The area was subject to Forest Law (together with nearby Woolmer Forest) from the time of William the Conqueror and remained a Royal Forest thereafter.

The forests of Alice Holt and Woolmer, only separated by a narrow belt of cultivated and meadow land, were usually considered as one forest from at least medieval times, having been under the same administration from time immemorial and being managed by a single lord warden, and indeed were once known as the Royal Forest of Alice Holt and Woolmer.

Throughout the Middle Ages there are incidental documentary references to the deer (both red and fallow) and timber in the joint forest, but the first detailed survey was made in 1635, and this showed their total area to be 15493 acre; this was said to have been much the same as in the year 1300, though in earlier times the forest may have been considerably larger. Little had changed when a further survey was made in 1790, although by then 6,799 acre were privately owned.

From the 1770s onwards the Alice Holt and Woolmer forests were required to devote themselves primarily to producing oak for the Royal Navy, though they had been neglected and their trees were past their prime. The Lieutenant of the Forest was dismissed in 1811 and four years later the Office of Woods initiated a massive re-planting programme on 1600 acre of Alice Holt, all oaks. Records of traffic in oak timber during the Napoleonic Wars indicate that the logs were taken not to Portsmouth, the nearest port, but 10 mi overland to the River Wey at Godalming, Surrey, whence they were shipped or floated down to the Thames dockyards in London.

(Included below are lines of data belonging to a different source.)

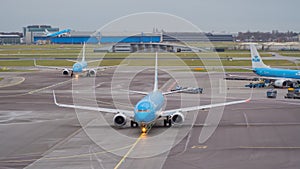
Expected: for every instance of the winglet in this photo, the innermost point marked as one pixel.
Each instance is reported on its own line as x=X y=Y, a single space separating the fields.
x=155 y=78
x=54 y=97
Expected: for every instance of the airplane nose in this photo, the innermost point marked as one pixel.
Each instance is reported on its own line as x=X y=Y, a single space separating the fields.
x=143 y=117
x=77 y=69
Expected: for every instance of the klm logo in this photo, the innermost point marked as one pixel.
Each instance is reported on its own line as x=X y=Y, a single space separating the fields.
x=256 y=59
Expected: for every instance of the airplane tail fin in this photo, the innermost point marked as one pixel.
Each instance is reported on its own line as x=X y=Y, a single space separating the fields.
x=155 y=78
x=256 y=59
x=83 y=53
x=46 y=31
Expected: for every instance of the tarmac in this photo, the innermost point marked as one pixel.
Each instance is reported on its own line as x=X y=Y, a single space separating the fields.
x=35 y=133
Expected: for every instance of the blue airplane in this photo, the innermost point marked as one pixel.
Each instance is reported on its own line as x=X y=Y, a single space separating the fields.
x=77 y=68
x=281 y=77
x=149 y=109
x=56 y=34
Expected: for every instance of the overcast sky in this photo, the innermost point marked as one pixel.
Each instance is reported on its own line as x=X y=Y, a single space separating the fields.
x=208 y=15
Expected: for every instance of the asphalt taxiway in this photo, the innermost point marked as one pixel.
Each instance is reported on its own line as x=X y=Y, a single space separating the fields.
x=35 y=133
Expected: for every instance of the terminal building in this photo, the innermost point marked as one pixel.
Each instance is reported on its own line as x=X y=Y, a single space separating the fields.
x=32 y=31
x=10 y=38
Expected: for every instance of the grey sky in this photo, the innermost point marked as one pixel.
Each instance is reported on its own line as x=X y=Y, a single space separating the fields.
x=208 y=15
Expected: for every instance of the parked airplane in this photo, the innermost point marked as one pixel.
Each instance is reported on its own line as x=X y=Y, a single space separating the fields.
x=77 y=68
x=148 y=109
x=59 y=33
x=281 y=77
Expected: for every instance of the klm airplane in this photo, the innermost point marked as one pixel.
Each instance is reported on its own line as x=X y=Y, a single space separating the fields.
x=77 y=68
x=149 y=109
x=281 y=77
x=56 y=34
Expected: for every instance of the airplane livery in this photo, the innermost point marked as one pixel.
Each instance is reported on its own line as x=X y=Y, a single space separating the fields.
x=148 y=109
x=77 y=68
x=282 y=77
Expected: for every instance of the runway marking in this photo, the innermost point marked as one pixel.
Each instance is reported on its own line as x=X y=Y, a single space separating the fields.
x=199 y=147
x=67 y=157
x=271 y=147
x=38 y=90
x=13 y=84
x=246 y=119
x=129 y=151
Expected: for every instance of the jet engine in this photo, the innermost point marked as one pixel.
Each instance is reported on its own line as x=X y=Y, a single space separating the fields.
x=92 y=72
x=177 y=118
x=282 y=83
x=66 y=72
x=119 y=120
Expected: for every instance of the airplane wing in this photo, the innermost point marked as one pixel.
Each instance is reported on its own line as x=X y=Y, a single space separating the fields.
x=107 y=110
x=187 y=109
x=176 y=91
x=50 y=67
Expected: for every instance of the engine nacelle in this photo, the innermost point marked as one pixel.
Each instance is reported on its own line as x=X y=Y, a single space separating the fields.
x=66 y=72
x=177 y=118
x=92 y=72
x=282 y=83
x=119 y=120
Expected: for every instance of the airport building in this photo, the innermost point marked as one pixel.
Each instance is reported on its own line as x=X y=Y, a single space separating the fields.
x=32 y=31
x=195 y=37
x=79 y=37
x=37 y=34
x=10 y=38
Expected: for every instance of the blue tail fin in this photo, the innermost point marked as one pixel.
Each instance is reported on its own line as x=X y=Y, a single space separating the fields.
x=256 y=59
x=83 y=53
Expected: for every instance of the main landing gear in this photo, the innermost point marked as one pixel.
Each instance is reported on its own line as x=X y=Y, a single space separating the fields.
x=167 y=122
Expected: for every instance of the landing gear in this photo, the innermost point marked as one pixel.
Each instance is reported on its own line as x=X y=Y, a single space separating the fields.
x=167 y=122
x=134 y=124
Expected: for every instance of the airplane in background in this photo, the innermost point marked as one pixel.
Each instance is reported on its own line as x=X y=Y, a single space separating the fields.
x=281 y=77
x=57 y=34
x=77 y=68
x=149 y=109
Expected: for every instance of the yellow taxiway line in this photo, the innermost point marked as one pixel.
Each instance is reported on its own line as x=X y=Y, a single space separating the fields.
x=129 y=151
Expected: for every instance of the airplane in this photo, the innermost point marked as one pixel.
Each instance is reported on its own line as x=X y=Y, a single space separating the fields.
x=59 y=33
x=149 y=109
x=281 y=77
x=77 y=68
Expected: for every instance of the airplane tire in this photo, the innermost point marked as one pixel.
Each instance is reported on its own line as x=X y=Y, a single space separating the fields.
x=133 y=124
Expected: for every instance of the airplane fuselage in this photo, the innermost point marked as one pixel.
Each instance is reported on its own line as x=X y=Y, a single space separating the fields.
x=59 y=33
x=275 y=72
x=78 y=67
x=147 y=109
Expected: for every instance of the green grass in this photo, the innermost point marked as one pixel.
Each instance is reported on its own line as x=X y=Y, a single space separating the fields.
x=291 y=53
x=16 y=70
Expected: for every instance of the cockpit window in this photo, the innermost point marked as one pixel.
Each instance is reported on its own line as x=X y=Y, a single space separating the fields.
x=144 y=110
x=143 y=107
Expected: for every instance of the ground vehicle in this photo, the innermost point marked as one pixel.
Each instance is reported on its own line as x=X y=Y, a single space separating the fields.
x=271 y=93
x=192 y=90
x=293 y=93
x=256 y=85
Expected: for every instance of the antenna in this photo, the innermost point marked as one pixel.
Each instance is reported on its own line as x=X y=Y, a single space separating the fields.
x=155 y=78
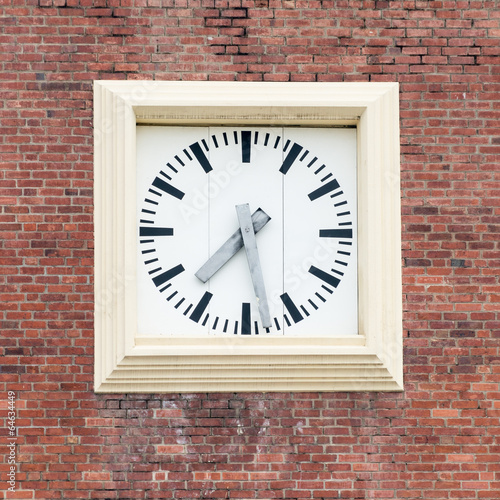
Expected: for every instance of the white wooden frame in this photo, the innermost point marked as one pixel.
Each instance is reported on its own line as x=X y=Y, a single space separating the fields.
x=371 y=361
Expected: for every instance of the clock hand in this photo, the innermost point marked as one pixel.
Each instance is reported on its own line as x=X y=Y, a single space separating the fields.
x=248 y=235
x=230 y=247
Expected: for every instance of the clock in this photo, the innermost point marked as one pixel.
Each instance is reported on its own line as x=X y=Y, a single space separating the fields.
x=246 y=231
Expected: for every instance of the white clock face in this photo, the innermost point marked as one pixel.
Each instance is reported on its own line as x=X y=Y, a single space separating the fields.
x=190 y=180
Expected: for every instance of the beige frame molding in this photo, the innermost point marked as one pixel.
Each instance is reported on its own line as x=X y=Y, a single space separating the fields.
x=371 y=361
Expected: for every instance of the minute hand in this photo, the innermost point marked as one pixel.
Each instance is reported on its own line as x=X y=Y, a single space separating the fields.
x=230 y=248
x=252 y=252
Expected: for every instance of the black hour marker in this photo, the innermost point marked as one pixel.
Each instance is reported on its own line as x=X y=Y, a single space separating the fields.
x=168 y=188
x=156 y=231
x=246 y=138
x=322 y=275
x=172 y=168
x=200 y=308
x=246 y=325
x=168 y=275
x=292 y=308
x=290 y=158
x=200 y=156
x=335 y=233
x=325 y=189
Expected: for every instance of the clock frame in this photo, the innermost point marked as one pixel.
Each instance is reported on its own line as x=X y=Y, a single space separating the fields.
x=126 y=362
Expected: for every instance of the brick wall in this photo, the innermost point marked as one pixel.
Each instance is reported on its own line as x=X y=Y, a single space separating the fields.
x=437 y=440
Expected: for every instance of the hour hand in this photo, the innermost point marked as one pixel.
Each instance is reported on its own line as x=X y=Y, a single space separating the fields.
x=230 y=247
x=248 y=235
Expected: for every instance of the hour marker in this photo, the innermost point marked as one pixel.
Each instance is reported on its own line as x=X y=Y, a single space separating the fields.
x=335 y=233
x=168 y=188
x=156 y=231
x=322 y=275
x=246 y=324
x=168 y=275
x=246 y=138
x=290 y=158
x=200 y=156
x=201 y=306
x=325 y=189
x=292 y=308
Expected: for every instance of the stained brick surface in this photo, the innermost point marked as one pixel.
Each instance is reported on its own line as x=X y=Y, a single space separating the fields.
x=437 y=440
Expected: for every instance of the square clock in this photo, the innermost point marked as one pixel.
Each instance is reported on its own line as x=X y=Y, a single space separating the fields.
x=247 y=237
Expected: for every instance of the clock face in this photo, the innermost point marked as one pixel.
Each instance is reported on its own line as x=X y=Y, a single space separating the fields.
x=300 y=188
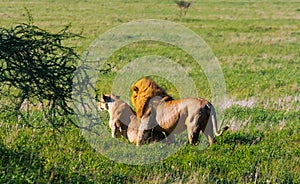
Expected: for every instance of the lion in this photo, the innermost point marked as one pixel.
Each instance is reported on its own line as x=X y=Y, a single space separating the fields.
x=123 y=120
x=172 y=116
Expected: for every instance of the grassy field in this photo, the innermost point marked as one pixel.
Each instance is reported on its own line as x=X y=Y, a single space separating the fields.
x=257 y=44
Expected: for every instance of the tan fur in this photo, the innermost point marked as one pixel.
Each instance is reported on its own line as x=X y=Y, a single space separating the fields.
x=123 y=120
x=142 y=91
x=172 y=116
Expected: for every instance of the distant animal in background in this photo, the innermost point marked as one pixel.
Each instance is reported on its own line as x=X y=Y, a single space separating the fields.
x=184 y=6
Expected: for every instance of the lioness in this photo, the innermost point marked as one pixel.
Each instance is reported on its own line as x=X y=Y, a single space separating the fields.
x=123 y=120
x=173 y=116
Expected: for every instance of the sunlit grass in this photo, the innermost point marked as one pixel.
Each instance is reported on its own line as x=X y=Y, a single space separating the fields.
x=257 y=44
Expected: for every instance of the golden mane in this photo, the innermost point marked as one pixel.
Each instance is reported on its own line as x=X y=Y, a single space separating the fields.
x=142 y=91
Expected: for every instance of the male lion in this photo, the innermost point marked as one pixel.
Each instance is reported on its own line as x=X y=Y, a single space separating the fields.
x=172 y=116
x=123 y=120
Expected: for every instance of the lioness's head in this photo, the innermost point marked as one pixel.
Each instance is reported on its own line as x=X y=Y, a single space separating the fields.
x=105 y=103
x=142 y=91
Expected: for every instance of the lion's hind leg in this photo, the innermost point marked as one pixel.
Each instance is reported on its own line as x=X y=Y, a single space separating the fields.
x=193 y=133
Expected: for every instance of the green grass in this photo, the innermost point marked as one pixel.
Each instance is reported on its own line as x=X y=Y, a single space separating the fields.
x=257 y=44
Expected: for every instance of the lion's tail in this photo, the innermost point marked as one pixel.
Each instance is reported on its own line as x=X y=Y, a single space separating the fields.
x=214 y=122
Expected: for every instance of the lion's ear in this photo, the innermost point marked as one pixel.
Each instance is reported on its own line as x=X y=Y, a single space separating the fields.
x=105 y=98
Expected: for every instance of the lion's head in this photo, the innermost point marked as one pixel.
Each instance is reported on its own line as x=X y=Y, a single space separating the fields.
x=142 y=91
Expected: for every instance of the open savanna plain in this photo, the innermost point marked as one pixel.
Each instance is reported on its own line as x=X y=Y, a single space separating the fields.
x=257 y=44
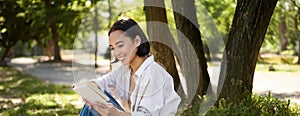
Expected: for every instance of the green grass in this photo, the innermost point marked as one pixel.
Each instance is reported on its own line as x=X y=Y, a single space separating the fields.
x=262 y=67
x=265 y=105
x=22 y=94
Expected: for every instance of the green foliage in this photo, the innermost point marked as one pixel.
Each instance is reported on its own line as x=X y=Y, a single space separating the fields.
x=253 y=106
x=23 y=95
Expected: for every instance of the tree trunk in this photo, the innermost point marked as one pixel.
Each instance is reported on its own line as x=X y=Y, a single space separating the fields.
x=245 y=38
x=158 y=31
x=186 y=23
x=282 y=33
x=57 y=56
x=96 y=34
x=5 y=54
x=296 y=23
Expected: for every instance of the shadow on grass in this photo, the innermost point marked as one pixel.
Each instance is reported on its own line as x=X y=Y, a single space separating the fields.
x=21 y=94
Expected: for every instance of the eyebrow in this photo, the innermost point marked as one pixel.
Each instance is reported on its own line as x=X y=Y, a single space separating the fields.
x=117 y=43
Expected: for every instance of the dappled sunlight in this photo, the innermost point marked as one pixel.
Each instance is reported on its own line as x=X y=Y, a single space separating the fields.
x=23 y=60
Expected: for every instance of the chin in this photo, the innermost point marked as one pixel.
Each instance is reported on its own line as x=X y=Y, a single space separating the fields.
x=125 y=63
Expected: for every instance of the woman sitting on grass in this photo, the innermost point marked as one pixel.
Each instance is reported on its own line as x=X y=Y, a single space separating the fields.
x=141 y=85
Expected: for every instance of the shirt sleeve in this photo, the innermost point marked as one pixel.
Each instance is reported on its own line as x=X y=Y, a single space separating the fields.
x=158 y=100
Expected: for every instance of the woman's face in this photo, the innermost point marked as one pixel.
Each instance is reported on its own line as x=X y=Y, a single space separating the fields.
x=123 y=47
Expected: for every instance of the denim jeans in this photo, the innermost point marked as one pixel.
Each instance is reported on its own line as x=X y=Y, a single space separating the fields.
x=86 y=111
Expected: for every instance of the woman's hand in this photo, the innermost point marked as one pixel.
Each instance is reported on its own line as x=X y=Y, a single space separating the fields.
x=108 y=110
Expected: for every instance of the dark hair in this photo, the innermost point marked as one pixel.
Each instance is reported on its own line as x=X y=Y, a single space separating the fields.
x=132 y=29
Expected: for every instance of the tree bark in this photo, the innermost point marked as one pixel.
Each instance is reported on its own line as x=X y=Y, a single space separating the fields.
x=158 y=31
x=5 y=54
x=296 y=23
x=96 y=34
x=186 y=23
x=245 y=38
x=282 y=33
x=57 y=56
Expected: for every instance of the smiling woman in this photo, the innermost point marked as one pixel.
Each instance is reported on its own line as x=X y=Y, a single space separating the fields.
x=141 y=86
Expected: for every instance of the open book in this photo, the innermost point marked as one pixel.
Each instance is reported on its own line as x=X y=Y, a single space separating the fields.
x=91 y=92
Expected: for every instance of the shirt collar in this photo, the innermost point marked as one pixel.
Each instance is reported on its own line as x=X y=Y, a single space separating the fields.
x=145 y=64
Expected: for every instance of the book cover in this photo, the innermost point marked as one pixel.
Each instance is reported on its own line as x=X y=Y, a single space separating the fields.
x=91 y=92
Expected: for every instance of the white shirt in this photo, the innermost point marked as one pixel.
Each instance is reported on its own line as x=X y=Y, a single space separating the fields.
x=153 y=94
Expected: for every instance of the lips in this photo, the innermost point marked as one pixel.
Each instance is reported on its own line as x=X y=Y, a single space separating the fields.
x=121 y=58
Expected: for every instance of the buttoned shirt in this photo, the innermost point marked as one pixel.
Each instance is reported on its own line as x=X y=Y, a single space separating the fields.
x=153 y=94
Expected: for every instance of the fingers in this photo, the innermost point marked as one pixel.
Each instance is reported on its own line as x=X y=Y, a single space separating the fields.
x=87 y=103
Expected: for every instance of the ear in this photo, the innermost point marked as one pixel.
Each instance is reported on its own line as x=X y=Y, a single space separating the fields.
x=137 y=40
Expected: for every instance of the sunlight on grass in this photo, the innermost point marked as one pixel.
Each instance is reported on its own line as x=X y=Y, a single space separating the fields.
x=23 y=95
x=278 y=67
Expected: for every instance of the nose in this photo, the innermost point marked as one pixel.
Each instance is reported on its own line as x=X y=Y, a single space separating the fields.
x=117 y=52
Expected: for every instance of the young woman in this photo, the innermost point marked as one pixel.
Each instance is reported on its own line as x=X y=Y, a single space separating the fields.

Many of the oaks planted in 1815 were still there 100 years later, but many were then felled during World War I. Replacement of the oaks by conifers took place between the two world wars, and accelerated in World War II. When the Forestry Commission took over Alice Holt, Woolmer and other Crown forests in 1924, Alice Holt had become much reduced in extent, covering 2142 acre, and Woolmer was slightly smaller.

On 31 March 2010 Alice Holt Forest, along with the rest of the western Weald, became part of the South Downs National Park.

Recently Alice Holt oak has been used to build a replica of Shakespeare's Globe Theatre in London.

==Environmental designations==
The forest is a designated Site of Interest for Nature Conservation. Part of it is dedicated as a research area, used for studies into subjects such as forest carbon dynamics, environmental change and wood fuels.

==Recreational facilities==
The forest is one of the Forestry England's most popular destinations, attracting over 290,000 visitors a year. Its facilities include a cafe, natural spaces and outdoor play structures for children to explore, cycle hire, and over 8 miles of waymarked trails for walking and cycling. Every Saturday, a timed 5 km run held by Parkrun takes place in the forest, with an average of 233 runners per event. Horse-riding is permitted in some parts of the forest. A notable success has been the Cycling for All project, which provides opportunities for people of all ages and abilities to improve their health and well-being through cycling. The Forestry England's project partner Cycling UK now regards Alice Holt Forest as a national centre of excellence for cycling, and it has been used as an example of best practice for projects elsewhere.